Ms. Brewster’s rampage did have some constructive effects, as all disasters and tragedies do (see The Dresden Upshot , Trask, 2002). Dad, still guilty about Kitty, had adopted a permanently contrite manner, which I found refreshing. The day we returned from Paris, I’d learned I’d been admitted to Harvard, and we finally celebrated this milestone on a blustery Friday evening in early March. Dad donned his Brooks Brothers, French-cuffed dress shirt, his gold GUM cufflinks; I, a gum-green dress from Au Printemps. Dad chose the four-star restaurant purely on the basis of its name: Quixote.

The dinner was unforgettable for many reasons, one of them being that Dad, in an uncharacteristic display of self-command, paid no attention at all to our gorgeous waitress with the voluptuous body of a swan-necked flask and an astoundingly cleft chin. Her coffee-colored eyes trespassed all over Dad when she took our order and again when she asked Dad if he wanted fresh pepper (“ Had enough [pepper]?” she inquired breathily). Yet Dad willfully remained indifferent to this intrusion, and so, somewhat dejectedly, her eyes went back the way they came (“Dessert menu,” she announced grimly by the end of the meal).

“To my daughter,” Dad said grandly, clinking his wineglass on the rim of my Coke. A middle-aged woman at the table next to us with heavy hardware jewelry and a thickset husband (whom she seemed anxious to unload like armfuls of shopping bags) beamed at us for the thirtieth time (Dad, a stirring example of Paternity: handsome, devoted, wearing tweed). “May your studies continue to the end of your days,” he said. “May you walk a lighted path. May you fight for truth — your truth, not someone else’s — and may you understand, above all things, that you are the most important concept, theory and philosophy I have ever known.”

The woman was practically blown off her seat by Dad’s eloquence. I thought he was paraphrasing an Irish drinking toast, but later I did check Killing’s Beyond Words (1999) and couldn’t find it.
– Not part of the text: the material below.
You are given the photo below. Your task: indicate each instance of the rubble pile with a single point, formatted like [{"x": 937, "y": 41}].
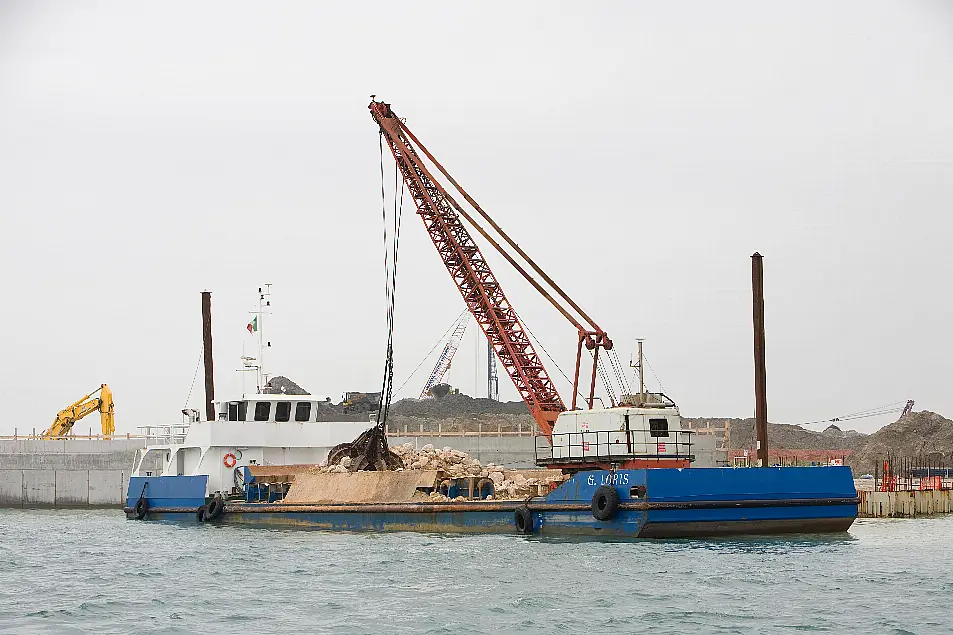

It was Dad.

On Friday, March 26, with the same innocence of the Trojans as they gathered around the strange wooden horse standing at the gate to their city in order to marvel at its craftsmanship, Hannah drove our yellow Rent-Me truck into the dirt lot of Sunset Views Encampment and parked in Space 52. The lot was empty, with the exception of a swayback blue Pontiac parked in front of the cabin (a wooden sign slapped crookedly over the door like a Band-Aid: MAIN) and a rusty towable trailer (“Lonesome Dreams”) chucked under an evangelist oak tree. (It was in the midst of some violent enlightenment, branches stretched heavenward as if to grab hold of His feet.) A white sky ironed, starched, folded itself primly behind the rolling mountains. Garbage floated across the lot, cryptic messages in bottles: Santa Fe Ranch Lay’s potato chips, Thomas’ English Muffins, a frayed purple ribbon. Sometime in the last week or so, it had sleeted cigarette butts.